TITLE:
Optimized Complex Power Quality Classifier Using One vs. Rest Support Vector Machines
AUTHORS:
David De Yong, Sudipto Bhowmik, Fernando Magnago
KEYWORDS:
Complex Power Quality, Optimal Feature Selection, One vs. Rest Support Vector Machine, Learning Algorithms, Wavelet Transform, Pattern Recognition
JOURNAL NAME:
Energy and Power Engineering,
Vol.9 No.10,
September
12,
2017
ABSTRACT: Nowadays, power quality issues are becoming a
significant research topic because of the increasing inclusion of very
sensitive devices and considerable renewable energy sources. In general, most
of the previous power quality classification techniques focused on single power
quality events and did not include an optimal feature selection process. This
paper presents a classification system that employs Wavelet Transform and the
RMS profile to extract the main features of the measured waveforms containing
either single or complex disturbances. A data mining process is designed to
select the optimal set of features that better describes each disturbance
present in the waveform.

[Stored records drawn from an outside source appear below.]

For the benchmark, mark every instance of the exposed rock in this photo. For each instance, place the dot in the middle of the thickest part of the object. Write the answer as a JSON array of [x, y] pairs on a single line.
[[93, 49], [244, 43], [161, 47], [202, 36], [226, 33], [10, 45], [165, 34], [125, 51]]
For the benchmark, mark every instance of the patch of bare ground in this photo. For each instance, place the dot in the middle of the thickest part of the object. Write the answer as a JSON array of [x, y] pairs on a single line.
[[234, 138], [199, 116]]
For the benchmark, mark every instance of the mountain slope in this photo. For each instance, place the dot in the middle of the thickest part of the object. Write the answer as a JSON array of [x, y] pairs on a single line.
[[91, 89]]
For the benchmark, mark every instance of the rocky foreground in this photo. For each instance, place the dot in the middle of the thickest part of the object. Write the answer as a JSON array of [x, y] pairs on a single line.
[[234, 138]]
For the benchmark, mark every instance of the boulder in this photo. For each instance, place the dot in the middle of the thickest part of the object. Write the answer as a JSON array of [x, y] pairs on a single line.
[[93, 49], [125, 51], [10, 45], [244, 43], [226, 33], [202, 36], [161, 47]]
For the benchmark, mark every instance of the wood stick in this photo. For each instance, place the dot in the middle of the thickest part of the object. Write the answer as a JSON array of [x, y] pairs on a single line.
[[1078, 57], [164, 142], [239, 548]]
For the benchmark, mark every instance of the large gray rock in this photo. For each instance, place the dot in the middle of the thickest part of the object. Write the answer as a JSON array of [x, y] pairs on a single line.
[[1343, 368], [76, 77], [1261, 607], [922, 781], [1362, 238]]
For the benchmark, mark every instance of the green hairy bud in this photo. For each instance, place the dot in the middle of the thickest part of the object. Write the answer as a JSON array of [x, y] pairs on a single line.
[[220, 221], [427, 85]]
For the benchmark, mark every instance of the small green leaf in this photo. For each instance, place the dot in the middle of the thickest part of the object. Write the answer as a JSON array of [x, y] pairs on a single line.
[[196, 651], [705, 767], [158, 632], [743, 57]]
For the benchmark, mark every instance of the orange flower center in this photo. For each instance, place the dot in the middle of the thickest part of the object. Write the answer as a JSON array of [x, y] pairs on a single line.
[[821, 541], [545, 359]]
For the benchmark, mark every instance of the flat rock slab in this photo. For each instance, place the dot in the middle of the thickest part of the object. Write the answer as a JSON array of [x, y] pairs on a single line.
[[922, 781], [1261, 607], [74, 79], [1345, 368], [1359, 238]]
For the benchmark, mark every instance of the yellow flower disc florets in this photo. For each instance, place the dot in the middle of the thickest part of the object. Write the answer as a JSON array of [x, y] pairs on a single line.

Support Vector Machine binary classifiers organized in
a “One Vs Rest” architecture are individually optimized to classify single and
complex disturbances. The parameters that rule the performance of each binary
classifier are also individually adjusted using a grid search algorithm that
helps them achieve optimal performance. This specialized process significantly
improves the total classification accuracy. Several single and complex
disturbances were simulated in order to train and test the algorithm. The
results show that the classifier is capable of identifying >99% of
single disturbances and >97% of complex disturbances.